Im 21. Jahrhundert haben nationalpopulistische Expansionsphantasien zu blutigen Eskalationen geführt, die sich durch die etablierten internationalen Sicherheitsmechanismen kaum mehr kontrollieren lassen. Noch bevor eine Krise nachhaltig gelöst ist, entsteht bereits eine neue. Der Blick zurück lässt wenig Hoffnung auf Entspannung im Jahr 2024 zu.

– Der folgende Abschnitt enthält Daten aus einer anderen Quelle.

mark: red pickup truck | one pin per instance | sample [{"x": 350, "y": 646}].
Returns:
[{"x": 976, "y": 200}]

Krieg zwischen Israel, Hamas und Hisbollah
Am 7. Oktober setzte eine beispiellose Gewaltspirale ein, die bis Anfang Dezember etwa 1.200 Israelis und 15.500 Palästinenser das Leben kosten sollte. Auf einen Terrorangriff der militant-islamistischen Hamas, begonnen mit tausendfachen Raketenangriffen auf israelische Großstädte und Massakern in grenznahen Ortschaften, folgten Luftangriffe und eine extensive Bodenoffensive der IDF im Gazastreifen. Kurzzeitig befürchteten Beobachter eine überregionale Eskalation, doch trotz Protesten und Solidaritätsbekundungen aus der islamischen Welt blieb diese aus. Die Vereinigten Staaten verlegten jedoch ein Kriegsschiff ins östliche Mittelmeer und sandten damit vor allem an Iran eine unmissverständliche Warnung. Die von Teheran unterstützte Hisbollah eröffnete mit täglichen Angriffen auf den Norden Israels einen eigenen Kriegsschauplatz, auch wenn sich der von Dauerkrisen geschüttelten Libanon selbst keine direkte Konfrontation mit dem südlichen Nachbarn leisten kann. Auch die vereinzelten Angriffe der jemenitischen Houthi-Rebellen auf Schiffe im Roten Meer tragen mutmaßlich die Handschrift Irans. Eine Waffenruhe zwischen Hamas und Israel wurde im Dezember nach wenigen Tagen beendet, dauerhafte Entspannung ist also noch nicht in Sicht. Bereits jetzt sind die Auswirkung auf den Tourismus enorm: Reisewarnungen, Flugstreichungen bei dutzenden Airlines. Die Sicherheitslage in allen Teilen Israels und der Palästinensergebiete ist prekär: Raketenangriffe und Selbstmordattentate in Israel, Razzien und Zusammenstöße zwischen Sicherheitskräften und Palästinensern im Westjordanland. Bis zu 150.000 Touristen erwartet Israel normalerweise in der Weihnachtswoche, in 2023 zeichnet sich jedoch eine gravierende Zäsur ab.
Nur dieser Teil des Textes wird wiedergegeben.